Once you ignore the for loops, the rest becomes:

int main() {
    int i,j,count;
    count=0;
    { 
        {
            count++;
        }
    }
    printf("%d",count);
    return 0;
}

So you may see the counter is getting incremented once.

Answer 3

There is one occurrence of

 count++;

in the program which increments the counter only once.

To explain:

int main() {
      int i,j,count;
      count=0;
      for(i=0; i<5; i++);  
     {                       // i == 5, count == 0
        for(j=0;j<5;j++);    
            {                // i == 5, j == 5, count == 0
                count++;     // i == 5, j == 5, count == 1
            }
      }
      printf("%d",count);     //i == 5, j == 5, count == 1
      return 0;
     }

That said, as you mentioned

here if we put ; after for() then for loop doesn't run anything.

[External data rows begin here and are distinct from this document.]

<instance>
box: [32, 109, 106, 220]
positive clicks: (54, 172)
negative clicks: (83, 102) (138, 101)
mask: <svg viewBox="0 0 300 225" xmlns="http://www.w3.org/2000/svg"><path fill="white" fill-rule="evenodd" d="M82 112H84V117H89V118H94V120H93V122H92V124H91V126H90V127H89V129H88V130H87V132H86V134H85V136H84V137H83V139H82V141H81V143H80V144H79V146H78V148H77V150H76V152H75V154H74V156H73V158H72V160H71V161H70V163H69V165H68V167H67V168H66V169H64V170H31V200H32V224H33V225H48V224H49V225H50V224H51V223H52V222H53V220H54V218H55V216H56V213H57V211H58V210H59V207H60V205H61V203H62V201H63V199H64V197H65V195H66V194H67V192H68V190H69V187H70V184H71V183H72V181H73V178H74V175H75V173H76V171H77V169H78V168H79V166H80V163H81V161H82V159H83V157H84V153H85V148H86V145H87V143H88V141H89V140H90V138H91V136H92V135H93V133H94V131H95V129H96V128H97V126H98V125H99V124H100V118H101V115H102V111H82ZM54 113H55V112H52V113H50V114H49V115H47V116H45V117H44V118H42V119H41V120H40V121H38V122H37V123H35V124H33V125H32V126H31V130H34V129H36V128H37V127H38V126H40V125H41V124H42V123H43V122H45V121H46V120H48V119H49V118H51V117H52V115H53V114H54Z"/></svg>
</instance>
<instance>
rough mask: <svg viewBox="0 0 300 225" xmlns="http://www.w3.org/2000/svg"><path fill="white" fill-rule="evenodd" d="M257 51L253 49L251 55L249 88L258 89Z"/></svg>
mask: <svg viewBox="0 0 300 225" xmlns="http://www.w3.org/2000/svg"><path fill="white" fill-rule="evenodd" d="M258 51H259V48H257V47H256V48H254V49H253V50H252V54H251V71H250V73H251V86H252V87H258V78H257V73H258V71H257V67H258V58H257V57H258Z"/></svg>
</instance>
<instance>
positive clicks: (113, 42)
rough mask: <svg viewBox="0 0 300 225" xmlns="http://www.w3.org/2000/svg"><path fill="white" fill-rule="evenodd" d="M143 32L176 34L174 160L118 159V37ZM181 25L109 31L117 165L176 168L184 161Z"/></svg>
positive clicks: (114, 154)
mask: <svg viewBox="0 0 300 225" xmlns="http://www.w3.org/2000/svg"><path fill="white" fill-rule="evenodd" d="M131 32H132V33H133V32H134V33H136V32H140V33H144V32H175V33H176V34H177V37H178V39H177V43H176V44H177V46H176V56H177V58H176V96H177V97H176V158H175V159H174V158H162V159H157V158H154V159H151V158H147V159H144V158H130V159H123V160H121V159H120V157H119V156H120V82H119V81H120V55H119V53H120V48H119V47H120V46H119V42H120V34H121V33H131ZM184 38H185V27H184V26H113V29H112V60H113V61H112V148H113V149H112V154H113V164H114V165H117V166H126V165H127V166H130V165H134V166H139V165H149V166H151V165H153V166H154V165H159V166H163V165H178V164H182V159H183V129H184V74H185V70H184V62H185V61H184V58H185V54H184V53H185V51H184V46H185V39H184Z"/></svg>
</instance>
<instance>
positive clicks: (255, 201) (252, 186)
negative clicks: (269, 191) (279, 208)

is not entirely true. If you put the ; after the loop construct, it behaves as if the loop body is empty, i.e., there is no code in the loop body. The loop still runs, and the next block is not considered as the loop body, rather part of the unconditional flow.

Don't be fooled just by the indentation. Your code, can be re-written as

int main(void) {
      int i,j,count;
      count=0;
      for(i=0; i<5; i++)   // ; removed
      {
         // no code
      }
      {                         // just another block, not previous loop body 
      for(j=0;j<5;j++)    // ; removed
      {
         // again no code
      }
      {                         // again just another block, not previous loop body 
          count++;
      }
      }
      printf("%d",count);
      return 0;
     }

Which basically boils down to:

int main() {
      int count = 0;

      {
         count++;
      }

      printf("%d",count);
      return 0;
     }

Answer 4

I think your confusion might be about putting the ; after the for statment.

for (i = 0; i < 5; i++);

is the same as writing

for (i = 0; i < 5; i++) {
;
}

C looks at the first statement after the for (...) (in this case that is the ; statement), and then executes that as the body of the for-loop. So, when you write

for (i = 0; i < 5; i++);
{
 // other stuff
}

Your program basically skips the for-loop, since it does ; 5 times. Then, the //other stuff gets executed once, since it's not a part of the for-loop. Does this make sense?

Therefore, your code only increments count once.